Immigrant Laws, Obstacle Preemption and the Lost Legacy of McCulloch
Document Type
Article
Publication Title
Berkeley Journal of Employment and Labor Law
Abstract
With the federal government's perceived failure to enforce the immigration laws as a backdrop, this paper explores how the Supreme Court’s recent decision in Chamber of Commerce v.Whiting upholding the Legal Arizona Workers Act exposes some of the tensions and contradictions in modern preemption doctrine. Examining the relationship among express, field, impossibility and obstacle preemption, I explore three emerging trends, all evident in Whiting. The first is an increasing reluctance of the Court to find implied obstacle preemption. The second is an inclination to expand the scope of impossibility preemption beyond the physical impossibility cases. The third is a tendency to no longer explicitly apply the presumption against preemption, and in some cases, to do exactly the opposite: presume preemption.

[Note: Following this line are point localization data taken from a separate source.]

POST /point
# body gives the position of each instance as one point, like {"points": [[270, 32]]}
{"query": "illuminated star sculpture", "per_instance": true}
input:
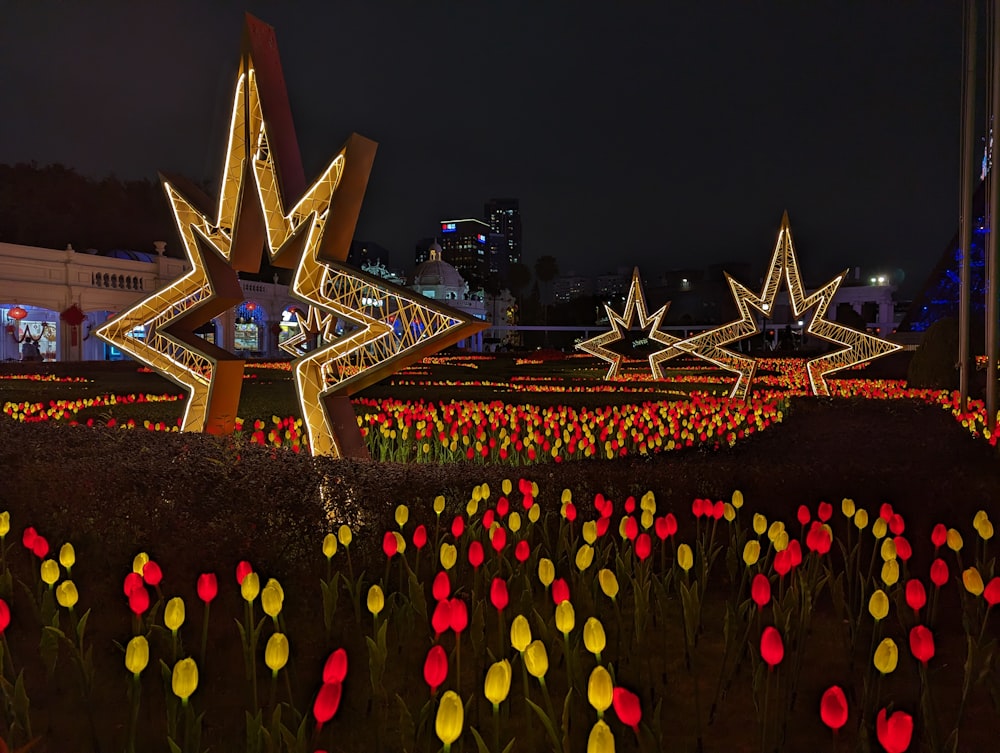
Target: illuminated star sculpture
{"points": [[859, 347], [312, 236], [635, 311]]}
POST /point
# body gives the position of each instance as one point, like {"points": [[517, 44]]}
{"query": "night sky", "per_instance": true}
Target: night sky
{"points": [[663, 135]]}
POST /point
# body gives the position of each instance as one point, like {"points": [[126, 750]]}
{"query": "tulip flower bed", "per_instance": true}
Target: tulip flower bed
{"points": [[517, 618]]}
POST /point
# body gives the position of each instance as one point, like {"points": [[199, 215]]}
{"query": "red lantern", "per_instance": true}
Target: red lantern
{"points": [[895, 732], [833, 708], [772, 649]]}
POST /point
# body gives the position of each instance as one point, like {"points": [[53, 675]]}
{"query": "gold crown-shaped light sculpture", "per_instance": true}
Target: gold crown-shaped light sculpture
{"points": [[859, 347], [635, 311], [262, 168]]}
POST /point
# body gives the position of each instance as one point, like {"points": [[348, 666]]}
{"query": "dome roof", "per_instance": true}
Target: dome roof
{"points": [[437, 272]]}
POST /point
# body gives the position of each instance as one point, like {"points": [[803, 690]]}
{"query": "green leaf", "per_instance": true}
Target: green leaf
{"points": [[547, 723]]}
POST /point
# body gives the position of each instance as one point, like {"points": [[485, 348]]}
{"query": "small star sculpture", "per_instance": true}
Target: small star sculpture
{"points": [[635, 311]]}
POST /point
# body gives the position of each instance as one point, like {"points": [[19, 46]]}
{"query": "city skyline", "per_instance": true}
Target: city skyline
{"points": [[662, 138]]}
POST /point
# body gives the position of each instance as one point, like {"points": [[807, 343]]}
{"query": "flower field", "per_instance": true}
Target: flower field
{"points": [[610, 592]]}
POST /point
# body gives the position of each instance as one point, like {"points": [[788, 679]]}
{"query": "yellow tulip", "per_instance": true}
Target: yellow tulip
{"points": [[886, 656], [376, 599], [973, 581], [546, 571], [600, 689], [878, 605], [329, 545], [173, 614], [685, 557], [879, 528], [520, 633], [139, 562], [137, 654], [565, 617], [888, 550], [536, 659], [514, 521], [594, 638], [66, 594], [890, 572], [497, 685], [344, 535], [67, 556], [601, 740], [50, 572], [450, 717], [276, 652], [184, 680], [759, 523], [609, 583], [250, 586], [449, 555]]}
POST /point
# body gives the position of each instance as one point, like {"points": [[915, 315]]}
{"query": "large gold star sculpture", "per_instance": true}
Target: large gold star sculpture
{"points": [[859, 347], [635, 310], [313, 236]]}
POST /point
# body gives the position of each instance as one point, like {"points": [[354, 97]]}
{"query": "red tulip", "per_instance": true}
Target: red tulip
{"points": [[939, 572], [435, 667], [420, 537], [833, 708], [442, 586], [903, 549], [631, 528], [643, 545], [895, 732], [40, 547], [152, 574], [475, 554], [243, 569], [560, 591], [327, 701], [208, 587], [132, 581], [922, 643], [499, 539], [441, 619], [389, 545], [627, 707], [138, 600], [335, 669], [760, 590], [939, 535], [916, 595], [772, 649], [458, 615], [522, 551], [498, 594], [992, 591]]}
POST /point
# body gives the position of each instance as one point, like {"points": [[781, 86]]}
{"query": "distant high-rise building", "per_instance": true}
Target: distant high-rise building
{"points": [[464, 246], [504, 218]]}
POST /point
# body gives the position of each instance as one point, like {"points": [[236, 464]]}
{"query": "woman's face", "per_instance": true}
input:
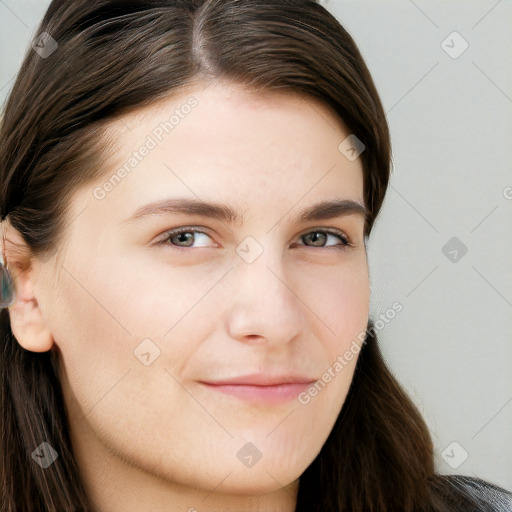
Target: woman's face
{"points": [[145, 319]]}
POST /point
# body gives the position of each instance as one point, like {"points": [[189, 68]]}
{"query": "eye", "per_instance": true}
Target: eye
{"points": [[185, 236], [320, 237]]}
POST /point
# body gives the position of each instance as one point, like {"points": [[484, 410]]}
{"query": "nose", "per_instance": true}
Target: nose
{"points": [[263, 306]]}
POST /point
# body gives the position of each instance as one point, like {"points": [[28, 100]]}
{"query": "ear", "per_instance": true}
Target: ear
{"points": [[27, 322]]}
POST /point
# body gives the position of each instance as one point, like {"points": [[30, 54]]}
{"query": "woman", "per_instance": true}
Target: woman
{"points": [[188, 187]]}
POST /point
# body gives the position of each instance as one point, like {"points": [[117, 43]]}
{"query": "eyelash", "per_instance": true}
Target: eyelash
{"points": [[345, 242]]}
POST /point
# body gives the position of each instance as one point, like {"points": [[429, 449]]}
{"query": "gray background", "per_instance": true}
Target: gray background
{"points": [[451, 127]]}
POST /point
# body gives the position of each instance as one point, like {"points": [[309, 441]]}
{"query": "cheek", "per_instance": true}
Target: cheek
{"points": [[339, 297]]}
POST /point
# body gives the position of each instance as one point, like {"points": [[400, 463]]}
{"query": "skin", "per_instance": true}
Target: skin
{"points": [[152, 437]]}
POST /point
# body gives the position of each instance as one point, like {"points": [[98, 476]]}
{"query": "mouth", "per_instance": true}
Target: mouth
{"points": [[261, 389]]}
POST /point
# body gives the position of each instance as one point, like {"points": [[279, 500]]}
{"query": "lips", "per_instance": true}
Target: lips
{"points": [[262, 379], [262, 389]]}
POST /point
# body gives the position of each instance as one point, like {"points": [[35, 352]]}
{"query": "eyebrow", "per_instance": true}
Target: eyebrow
{"points": [[222, 212]]}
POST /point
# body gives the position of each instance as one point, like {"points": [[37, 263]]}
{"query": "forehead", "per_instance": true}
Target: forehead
{"points": [[228, 144]]}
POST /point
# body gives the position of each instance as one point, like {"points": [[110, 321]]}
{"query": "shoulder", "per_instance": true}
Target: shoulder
{"points": [[486, 496]]}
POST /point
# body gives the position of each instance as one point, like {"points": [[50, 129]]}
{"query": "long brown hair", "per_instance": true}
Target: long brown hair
{"points": [[116, 56]]}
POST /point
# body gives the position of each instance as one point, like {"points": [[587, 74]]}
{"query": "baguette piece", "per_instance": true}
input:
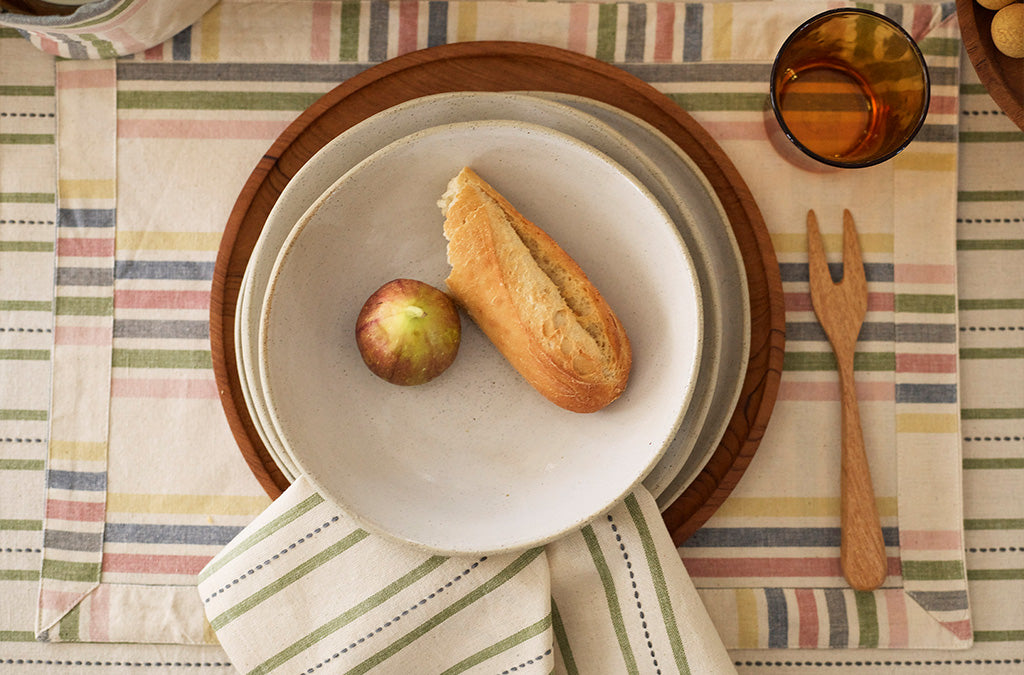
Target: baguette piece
{"points": [[531, 299]]}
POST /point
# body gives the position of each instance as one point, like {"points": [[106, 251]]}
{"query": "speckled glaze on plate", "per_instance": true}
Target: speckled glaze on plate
{"points": [[474, 461]]}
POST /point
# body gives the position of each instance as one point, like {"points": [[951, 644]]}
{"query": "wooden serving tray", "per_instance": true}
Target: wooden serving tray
{"points": [[505, 67], [1001, 75]]}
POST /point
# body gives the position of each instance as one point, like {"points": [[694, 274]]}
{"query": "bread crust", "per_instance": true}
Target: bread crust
{"points": [[531, 299]]}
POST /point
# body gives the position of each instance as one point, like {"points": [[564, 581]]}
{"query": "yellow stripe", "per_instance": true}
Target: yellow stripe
{"points": [[793, 507], [192, 504], [747, 619], [153, 241], [927, 423], [73, 450], [797, 243], [926, 162], [210, 35], [87, 188], [466, 28], [721, 40]]}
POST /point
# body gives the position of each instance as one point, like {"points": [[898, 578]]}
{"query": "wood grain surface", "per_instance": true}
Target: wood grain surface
{"points": [[1001, 75], [506, 67]]}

The Court’s decision in Whiting is a harbinger of things to come, as challenges to state and local laws regulating immigrants make their way to the Court and a growing number of states adopt their own versions of Arizona’s S.B. 1070 and the Legal Arizona Workers Act. I first offer an overview of preemption jurisprudence, focusing on the nearly-forgotten legacy of McCulloch v. Maryland in planting the roots of obstacle preemption. I also examine recent case law showing a tendency on the Court’s part to substitute impossibility and obstacle preemption with a “direct conflict” or “logical contradiction” test. I then address the implications for S.B. 1070 and state and local copycat laws of the Supreme Court’s and lower federal courts’ apparent willingness to uphold state laws modeled after federal law when enacted to redress a gap in federal enforcement.
I conclude that the Supreme Court’s adoption of a new direct conflict test as the standard for conflict preemption would be a dramatic paradigmatic shift that would provide lower courts with the means to uphold state and local laws regulating immigrants and immigration to the extent that these laws track federal enforcement measures.
First Page
153
Last Page
208
Publication Date
2012
Recommended Citation
Lauren Gilbert, Immigrant Laws, Obstacle Preemption and the Lost Legacy of McCulloch, 33 BERKELEY J. EMP. & LAB. L. 153 (2012).